Byways by the Blue Mountains
We met a family from Sydney who lowered our expectations of the Blue Mountains National Park when they heard we were spending several days there. I can’t recall their exact words, but they sounded apologetic — something along the lines of, “Don’t be surprised to find they’re not really mountains” and, “at least the cliff faces are rather nice.” They also expressed surprise that we wanted to spend more than a day or two there.
Then Morgan and I began to notice that whenever we saw brochures promoting the Blue Mountains, they featured the same photo of the famous Three Sisters rock formation, as if that’s the only thing in the whole national park worth seeing.
Uh-oh, we thought — why did we plan to spend a whole five nights at an eco lodge there? Then we experienced the upside of lowered expectations: We were pleasantly surprised.
True, Australia’s signature “mountains” look pretty humble in comparison to any foothill in the Rockies, the Andes or New Zealand’s Southern Alps. But that’s because they’re not really mountains; they’re uplifted plateaus with rivers crisscrossing vast forested canyons below. They’re located about an hour away from Sydney and take their name from the bluish-gray haze that hangs in the valley from light reflecting off particles in the air. Seemingly endless escarpments and crevices reveal waterfalls and sandstone sculptures. The tabletop mountains reminded me of Mesa Verde National Park in Colorado, while some of the rock formations evoke Sedona.
I wouldn’t necessarily recommend five days in the region unless you want to do what we did: unplug in a remote spot to spend quiet days running, hiking and homeschooling in between exploring the region’s highlights. But the Blue Mountains are definitely worth more than a day.
Here are some of Morgan’s photos showing reasons to venture beyond the Three Sisters Rock overlook at Echo Point (where all the tour buses stop).

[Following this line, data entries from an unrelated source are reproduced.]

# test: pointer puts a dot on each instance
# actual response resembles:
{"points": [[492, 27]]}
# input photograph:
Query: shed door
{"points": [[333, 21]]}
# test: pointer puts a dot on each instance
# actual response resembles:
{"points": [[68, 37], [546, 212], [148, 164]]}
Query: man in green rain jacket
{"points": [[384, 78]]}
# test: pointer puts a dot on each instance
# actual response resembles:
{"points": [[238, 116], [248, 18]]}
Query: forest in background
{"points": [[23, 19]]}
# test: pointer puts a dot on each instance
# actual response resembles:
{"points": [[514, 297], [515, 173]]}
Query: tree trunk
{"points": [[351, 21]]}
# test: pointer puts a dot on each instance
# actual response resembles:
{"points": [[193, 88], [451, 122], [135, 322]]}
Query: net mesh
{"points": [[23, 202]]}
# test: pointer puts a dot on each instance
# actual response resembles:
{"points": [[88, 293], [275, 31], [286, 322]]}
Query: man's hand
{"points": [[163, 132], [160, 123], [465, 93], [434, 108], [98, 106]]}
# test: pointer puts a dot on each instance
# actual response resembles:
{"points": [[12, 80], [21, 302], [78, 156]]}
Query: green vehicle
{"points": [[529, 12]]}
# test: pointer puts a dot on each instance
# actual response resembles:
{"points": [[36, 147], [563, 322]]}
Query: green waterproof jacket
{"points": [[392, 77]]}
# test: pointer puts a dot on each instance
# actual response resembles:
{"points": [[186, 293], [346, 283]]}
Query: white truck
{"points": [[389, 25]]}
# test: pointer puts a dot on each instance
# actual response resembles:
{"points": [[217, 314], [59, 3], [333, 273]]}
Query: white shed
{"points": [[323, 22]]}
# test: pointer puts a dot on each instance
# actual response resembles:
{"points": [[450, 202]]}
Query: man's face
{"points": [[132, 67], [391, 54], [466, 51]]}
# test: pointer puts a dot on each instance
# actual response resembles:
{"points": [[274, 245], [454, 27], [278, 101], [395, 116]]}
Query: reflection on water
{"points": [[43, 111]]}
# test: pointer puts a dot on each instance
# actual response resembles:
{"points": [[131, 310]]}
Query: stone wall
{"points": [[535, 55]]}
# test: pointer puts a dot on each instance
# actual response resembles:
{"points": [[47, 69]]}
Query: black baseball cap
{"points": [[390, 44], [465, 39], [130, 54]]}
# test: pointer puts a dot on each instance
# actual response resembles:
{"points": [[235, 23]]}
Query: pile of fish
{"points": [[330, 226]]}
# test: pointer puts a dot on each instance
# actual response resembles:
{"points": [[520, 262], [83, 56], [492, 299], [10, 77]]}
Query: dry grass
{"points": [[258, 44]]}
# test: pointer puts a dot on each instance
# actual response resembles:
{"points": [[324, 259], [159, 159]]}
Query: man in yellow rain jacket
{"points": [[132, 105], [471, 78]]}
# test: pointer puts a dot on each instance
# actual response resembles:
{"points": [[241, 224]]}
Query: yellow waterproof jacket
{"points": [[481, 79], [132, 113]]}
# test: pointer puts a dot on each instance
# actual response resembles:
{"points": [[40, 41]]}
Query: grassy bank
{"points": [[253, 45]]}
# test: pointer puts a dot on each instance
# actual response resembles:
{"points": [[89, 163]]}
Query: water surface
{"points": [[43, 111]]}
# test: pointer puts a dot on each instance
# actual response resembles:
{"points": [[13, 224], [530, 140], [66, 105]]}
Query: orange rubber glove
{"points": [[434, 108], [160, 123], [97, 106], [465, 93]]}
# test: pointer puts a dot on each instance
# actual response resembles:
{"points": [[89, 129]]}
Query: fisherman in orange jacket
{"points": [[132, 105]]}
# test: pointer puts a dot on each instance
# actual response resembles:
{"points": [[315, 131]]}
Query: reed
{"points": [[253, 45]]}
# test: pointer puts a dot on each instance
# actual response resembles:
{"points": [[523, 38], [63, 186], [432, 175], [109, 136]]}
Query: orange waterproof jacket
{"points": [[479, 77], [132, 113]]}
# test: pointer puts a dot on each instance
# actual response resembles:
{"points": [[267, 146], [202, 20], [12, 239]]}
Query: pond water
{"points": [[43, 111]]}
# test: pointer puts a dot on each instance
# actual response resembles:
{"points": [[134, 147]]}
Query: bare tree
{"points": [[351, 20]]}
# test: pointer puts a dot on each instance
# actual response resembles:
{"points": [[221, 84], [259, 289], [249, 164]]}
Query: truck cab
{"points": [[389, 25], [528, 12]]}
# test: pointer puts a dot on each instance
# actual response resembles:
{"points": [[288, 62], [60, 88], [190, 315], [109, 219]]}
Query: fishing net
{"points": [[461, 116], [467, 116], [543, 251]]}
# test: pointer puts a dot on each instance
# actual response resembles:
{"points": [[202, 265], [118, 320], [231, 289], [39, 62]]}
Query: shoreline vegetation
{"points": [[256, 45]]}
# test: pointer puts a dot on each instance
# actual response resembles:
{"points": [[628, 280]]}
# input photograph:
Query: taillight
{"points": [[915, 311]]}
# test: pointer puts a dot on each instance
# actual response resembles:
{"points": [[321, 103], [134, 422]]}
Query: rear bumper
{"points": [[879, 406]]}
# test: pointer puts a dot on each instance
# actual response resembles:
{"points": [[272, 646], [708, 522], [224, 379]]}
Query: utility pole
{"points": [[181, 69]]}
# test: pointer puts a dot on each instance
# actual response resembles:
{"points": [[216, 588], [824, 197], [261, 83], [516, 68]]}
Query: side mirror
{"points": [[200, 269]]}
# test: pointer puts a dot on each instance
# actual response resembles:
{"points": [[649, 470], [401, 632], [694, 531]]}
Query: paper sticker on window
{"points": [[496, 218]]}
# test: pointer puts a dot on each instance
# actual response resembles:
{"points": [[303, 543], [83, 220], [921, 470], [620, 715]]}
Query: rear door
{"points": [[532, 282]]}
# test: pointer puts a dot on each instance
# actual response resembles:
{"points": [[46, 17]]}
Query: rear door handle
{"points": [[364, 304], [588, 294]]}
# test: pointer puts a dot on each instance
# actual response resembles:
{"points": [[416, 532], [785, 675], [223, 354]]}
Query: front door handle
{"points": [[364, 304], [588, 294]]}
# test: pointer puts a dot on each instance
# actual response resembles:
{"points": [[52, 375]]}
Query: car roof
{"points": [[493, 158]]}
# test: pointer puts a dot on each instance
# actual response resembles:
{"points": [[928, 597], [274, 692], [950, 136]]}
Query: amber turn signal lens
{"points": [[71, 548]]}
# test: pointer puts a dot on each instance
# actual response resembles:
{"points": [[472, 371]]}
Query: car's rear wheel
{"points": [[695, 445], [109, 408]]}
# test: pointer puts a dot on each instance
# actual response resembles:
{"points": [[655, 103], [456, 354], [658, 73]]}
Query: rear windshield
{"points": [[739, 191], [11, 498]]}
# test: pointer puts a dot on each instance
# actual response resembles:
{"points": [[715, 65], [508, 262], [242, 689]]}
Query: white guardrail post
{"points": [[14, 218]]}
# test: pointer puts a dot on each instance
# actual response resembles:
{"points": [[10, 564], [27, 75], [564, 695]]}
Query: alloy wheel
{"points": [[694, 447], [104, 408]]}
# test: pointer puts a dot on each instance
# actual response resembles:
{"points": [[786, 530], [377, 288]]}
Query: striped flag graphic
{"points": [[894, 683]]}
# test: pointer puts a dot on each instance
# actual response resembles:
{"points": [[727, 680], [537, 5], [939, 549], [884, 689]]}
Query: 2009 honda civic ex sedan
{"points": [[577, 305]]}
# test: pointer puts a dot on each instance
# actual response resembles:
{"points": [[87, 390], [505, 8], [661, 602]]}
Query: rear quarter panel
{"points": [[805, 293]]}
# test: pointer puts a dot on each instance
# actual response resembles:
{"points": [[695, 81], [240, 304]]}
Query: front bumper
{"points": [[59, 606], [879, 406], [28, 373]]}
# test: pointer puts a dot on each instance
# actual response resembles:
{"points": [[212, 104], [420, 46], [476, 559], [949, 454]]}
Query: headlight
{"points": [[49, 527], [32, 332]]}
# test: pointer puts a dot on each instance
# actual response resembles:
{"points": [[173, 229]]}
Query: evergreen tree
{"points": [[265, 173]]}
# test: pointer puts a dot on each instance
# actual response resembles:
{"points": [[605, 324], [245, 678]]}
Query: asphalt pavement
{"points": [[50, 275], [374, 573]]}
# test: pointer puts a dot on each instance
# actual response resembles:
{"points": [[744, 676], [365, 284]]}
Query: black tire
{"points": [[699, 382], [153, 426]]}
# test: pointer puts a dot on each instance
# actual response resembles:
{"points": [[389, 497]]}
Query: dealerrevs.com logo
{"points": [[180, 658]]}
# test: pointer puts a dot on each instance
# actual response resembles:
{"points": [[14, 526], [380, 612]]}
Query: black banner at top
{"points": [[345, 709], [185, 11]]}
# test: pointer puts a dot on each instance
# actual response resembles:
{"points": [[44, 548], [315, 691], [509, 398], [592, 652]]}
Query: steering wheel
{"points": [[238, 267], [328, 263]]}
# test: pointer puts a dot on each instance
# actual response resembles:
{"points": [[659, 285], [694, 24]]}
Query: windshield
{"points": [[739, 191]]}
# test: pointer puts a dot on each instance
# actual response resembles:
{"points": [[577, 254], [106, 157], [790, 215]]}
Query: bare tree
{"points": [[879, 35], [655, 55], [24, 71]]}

This is one tourist trap worth the price of admission. Scenic World in Katoomba takes visitors across the Jamison Valley and down below. Even though I’m normally nervous about heights, I loved the views that this glass box revealed as it floated across from one cliff to another:
It’s worth going down as well as across the canyon to explore the walkway through the forest below. Take the cable car down:
Then explore the walkway through the forest to learn about the valley’s physical features and history of coal mining:
Even prettier than Katoomba Falls, Wentworth Falls (located next to the town of the same name) reveals itself best from a short hike from the town’s main trail head.
Evan’s Lookout to Govett’s Leap Lookout:
Our lodge in the town of Blackheath was right next to Evan’s Lookout, a point I found more visually alluring than the heavily visited Echo Point in Katoomba. The cliff track from there to Govett’s Leap is only a few kilometers long but challenging due to its series of stairs. Morgan and I had a great run/hike along here and discovered more waterfalls along the way:
Katoomba, Blackheath and Leura:
Unfortunately we didn’t take photos to show them off, but take my word for it: the towns of Blackheath, Katoomba and Leura are hip hideaways with great cafes and cool shops tucked into 90-year-old buildings decked out in art deco details. Katoomba is the main destination for day-trippers, but if I had to choose one for dining and shopping, I’d pick Leura.